Alena sonrojó y sintió algo extraño en su rostro. Sonreía pero no con su picardía habitual sino con músculos que pensaban nunca se habrían de tensar. Se encontró en una plática con el pasado, su pasado. La conversa duró horas, hasta que llegó el anochecer y la hora de partir. 

"He de despedirme el día de hoy querida Alena, pero puedo venir mañana y el día que quieras."

Alena se paró, se arregló el vestido y como preparándose, se levantó y sonrió sin ápice de duda.

"¡Claro que sí! La próxima vez quisiera presentarte a mi prometido, ¡estoy seguro que se llevarán muy bien!"

Y Julian le miró sin sorprenderse, pues al verla sonreír, sabía que aquel gesto era diferente al de hace un momento, uno que nunca le habría correspondido, diferente a todo lo que pudo haber conocido de Alena.

Y al irse Julian, apareció Richter, que observaba desde hacía un tiempo en la distancia.

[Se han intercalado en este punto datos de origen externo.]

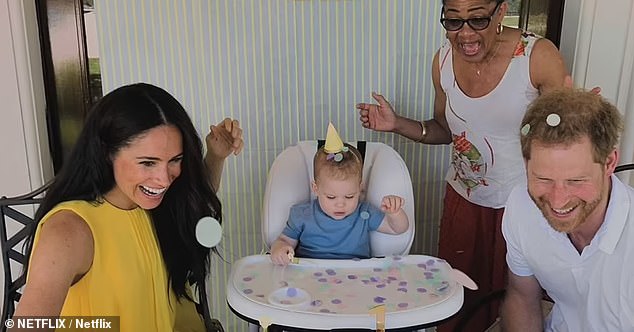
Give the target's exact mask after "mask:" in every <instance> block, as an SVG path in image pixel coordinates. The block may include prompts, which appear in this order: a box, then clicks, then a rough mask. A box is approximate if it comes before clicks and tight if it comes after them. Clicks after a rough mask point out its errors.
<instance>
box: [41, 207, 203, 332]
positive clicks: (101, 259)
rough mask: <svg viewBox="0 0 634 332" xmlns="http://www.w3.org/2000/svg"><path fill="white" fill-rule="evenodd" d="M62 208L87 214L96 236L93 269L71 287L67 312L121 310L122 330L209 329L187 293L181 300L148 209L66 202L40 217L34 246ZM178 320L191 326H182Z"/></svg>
mask: <svg viewBox="0 0 634 332" xmlns="http://www.w3.org/2000/svg"><path fill="white" fill-rule="evenodd" d="M60 210H70V211H73V212H75V213H76V214H77V215H79V216H81V217H82V219H84V221H85V222H86V224H88V226H89V227H90V230H91V231H92V236H93V239H94V257H93V261H92V265H91V267H90V270H88V272H87V273H86V274H85V275H84V276H83V277H82V278H81V279H80V280H79V281H78V282H77V283H75V284H74V285H72V286H71V287H70V289H69V291H68V294H67V296H66V300H65V302H64V306H63V307H62V312H61V314H60V315H61V316H119V319H120V328H121V329H120V331H122V332H125V331H176V330H178V331H196V330H200V329H201V328H202V329H204V326H203V324H202V319H201V318H200V316H199V315H198V314H197V313H196V312H195V307H194V305H193V303H192V302H191V301H188V300H186V299H181V301H180V303H179V302H178V301H177V300H176V297H175V296H174V294H173V292H172V290H171V288H170V287H169V285H168V282H167V279H168V278H167V270H166V269H165V266H164V264H163V257H162V256H161V251H160V248H159V245H158V241H157V238H156V234H155V233H154V226H153V225H152V222H151V220H150V216H149V214H148V213H147V212H146V211H145V210H143V209H141V208H136V209H133V210H122V209H119V208H117V207H115V206H113V205H111V204H110V203H108V202H104V203H103V204H97V203H89V202H86V201H69V202H63V203H60V204H58V205H57V206H55V207H54V208H53V209H52V210H51V211H49V212H48V213H47V214H46V215H45V216H44V218H43V219H42V221H41V222H40V223H39V225H38V229H37V231H36V233H35V239H34V246H36V245H37V242H38V239H39V233H40V229H41V226H42V225H43V224H44V223H45V222H46V221H47V220H48V218H49V217H50V216H51V215H52V214H54V213H55V212H57V211H60ZM192 311H193V312H192ZM177 312H178V316H179V317H178V319H177V317H176V316H177ZM184 317H187V318H186V319H185V320H184V319H183V318H184ZM177 321H178V324H179V325H181V323H184V324H185V325H190V326H181V327H178V328H177V327H176V326H175V324H176V322H177Z"/></svg>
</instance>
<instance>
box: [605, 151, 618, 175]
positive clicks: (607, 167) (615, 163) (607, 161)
mask: <svg viewBox="0 0 634 332" xmlns="http://www.w3.org/2000/svg"><path fill="white" fill-rule="evenodd" d="M618 163H619V151H618V150H617V149H614V150H612V152H610V153H609V154H608V157H607V158H606V159H605V175H606V176H610V175H612V174H613V173H614V169H615V168H616V166H617V165H618Z"/></svg>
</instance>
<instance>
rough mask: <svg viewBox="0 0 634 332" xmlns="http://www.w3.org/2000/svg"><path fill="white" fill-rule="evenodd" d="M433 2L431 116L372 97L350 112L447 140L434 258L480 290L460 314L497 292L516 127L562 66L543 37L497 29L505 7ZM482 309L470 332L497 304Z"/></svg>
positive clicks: (496, 314) (511, 169)
mask: <svg viewBox="0 0 634 332" xmlns="http://www.w3.org/2000/svg"><path fill="white" fill-rule="evenodd" d="M442 5H443V7H442V12H441V18H440V23H441V24H442V26H443V27H444V28H445V30H446V36H447V40H446V42H445V43H444V44H443V45H442V46H441V47H440V49H439V50H438V52H437V53H436V55H435V56H434V59H433V64H432V79H433V83H434V89H435V100H434V117H433V118H432V119H428V120H424V121H419V120H414V119H409V118H406V117H403V116H400V115H398V114H397V113H396V112H395V111H394V109H393V108H392V106H391V105H390V104H389V103H388V101H387V100H386V99H385V98H384V97H383V96H381V95H380V94H377V93H373V94H372V97H373V98H374V99H375V100H376V101H377V104H367V103H360V104H358V105H357V108H358V109H359V113H360V119H361V123H362V125H363V126H364V127H366V128H370V129H373V130H376V131H386V132H394V133H397V134H400V135H403V136H405V137H407V138H409V139H411V140H414V141H416V142H420V143H425V144H450V143H453V152H452V155H451V167H450V169H449V172H448V174H447V177H446V180H447V183H448V184H447V190H446V194H445V199H444V207H443V215H442V218H441V223H440V239H439V253H438V255H439V256H440V257H443V258H445V259H446V260H447V261H448V262H449V263H450V264H451V265H452V266H453V267H455V268H458V269H460V270H462V271H464V272H466V273H467V274H468V275H469V276H471V277H472V278H473V279H474V280H476V282H477V283H478V284H479V286H480V290H479V291H478V292H470V293H467V294H466V297H465V308H468V307H469V306H470V304H471V303H473V302H474V301H475V300H477V299H478V298H479V297H481V296H483V295H484V294H486V293H488V292H489V291H491V290H492V289H497V288H503V287H504V278H505V271H506V262H505V251H506V249H505V243H504V239H503V237H502V233H501V231H500V224H501V220H502V212H503V210H504V205H505V202H506V199H507V197H508V195H509V192H510V191H511V189H512V188H513V186H514V185H515V184H517V183H519V182H520V181H522V180H523V179H524V176H525V175H524V174H525V170H524V162H523V160H522V155H521V151H520V143H519V140H520V135H519V129H518V128H519V125H520V122H521V120H522V117H523V115H524V112H525V111H526V108H527V105H528V104H529V103H530V102H531V101H532V100H533V99H534V98H535V97H537V96H538V95H539V94H541V93H543V92H545V91H548V90H551V89H553V88H556V87H560V86H562V84H563V82H564V79H565V77H566V70H565V68H564V64H563V61H562V58H561V56H560V54H559V52H558V50H557V48H556V47H555V46H554V45H553V43H551V42H550V41H549V40H547V39H543V38H539V37H536V36H534V35H532V34H530V33H528V32H525V31H520V30H518V29H515V28H510V27H504V26H503V25H502V19H503V18H504V15H505V13H506V11H507V9H508V4H507V3H506V2H505V1H503V0H443V1H442ZM490 309H491V310H490V312H485V313H482V317H479V318H476V320H477V322H476V321H471V323H470V324H469V327H470V328H469V331H482V330H484V329H486V326H487V325H488V324H489V322H490V321H492V320H493V319H494V318H495V317H496V316H497V308H490ZM485 311H486V310H485ZM452 325H453V324H452V322H451V321H450V322H448V323H447V324H444V325H442V326H441V327H440V329H439V330H441V331H442V330H445V331H448V330H451V328H452Z"/></svg>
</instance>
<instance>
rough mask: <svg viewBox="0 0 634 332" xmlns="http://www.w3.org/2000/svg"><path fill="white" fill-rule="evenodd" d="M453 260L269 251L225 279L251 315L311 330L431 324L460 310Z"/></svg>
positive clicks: (232, 269) (375, 328)
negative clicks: (290, 253) (342, 257)
mask: <svg viewBox="0 0 634 332" xmlns="http://www.w3.org/2000/svg"><path fill="white" fill-rule="evenodd" d="M451 270H452V268H451V266H449V264H448V263H447V262H445V261H444V260H442V259H440V258H436V257H432V256H425V255H407V256H392V257H385V258H371V259H363V260H324V259H309V258H300V259H299V263H298V264H290V265H288V266H277V265H274V264H273V263H271V261H270V258H269V256H268V255H254V256H248V257H244V258H242V259H240V260H238V261H236V262H235V263H234V264H233V266H232V269H231V277H230V280H229V282H228V284H227V302H228V303H229V306H230V307H231V309H232V310H233V311H234V312H236V313H237V314H238V315H240V316H242V317H243V318H246V319H248V320H250V321H252V322H262V321H269V322H272V323H273V324H275V325H280V326H288V327H294V328H305V329H317V330H319V329H340V328H359V329H376V328H377V316H376V313H379V312H381V311H383V312H384V313H385V328H387V329H394V328H407V327H413V326H425V325H433V323H434V322H437V321H440V320H443V319H445V318H447V317H450V316H452V315H453V314H455V313H456V312H457V311H458V310H459V309H460V307H461V306H462V302H463V288H462V285H460V284H458V283H456V282H455V281H454V280H453V278H452V274H451Z"/></svg>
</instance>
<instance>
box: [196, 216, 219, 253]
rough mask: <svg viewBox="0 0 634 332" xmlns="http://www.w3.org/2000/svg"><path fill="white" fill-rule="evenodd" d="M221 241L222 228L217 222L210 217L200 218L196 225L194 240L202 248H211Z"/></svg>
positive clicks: (217, 220)
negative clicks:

"¿Acaso me has notado Alena?"

"No tenía idea de que estabas aquí"

"Entonces ¿por qué rechazaste al príncipe Julian? Habían congeniado mejor de lo que pude haberlo hecho en todo este tiempo contigo"

"¿Era un príncipe? Nunca lo comentó".

"¿Eso hubiera cambiado algo?"

"Para nada. Verás querido Richter, que las mujeres tienen una necesidad imprescindible durante su matrimonio, y esto es que ante el desacuerdo, no podemos sino tener la razón. Entonces dime, ¿Qué habría yo de pelear con un hombre tan agradable?"

Y mientras que Richter se molestaba, Alena se retorcía en arcadas, disfrutando nuevamente contar sus ocurrencias a su hombre querido.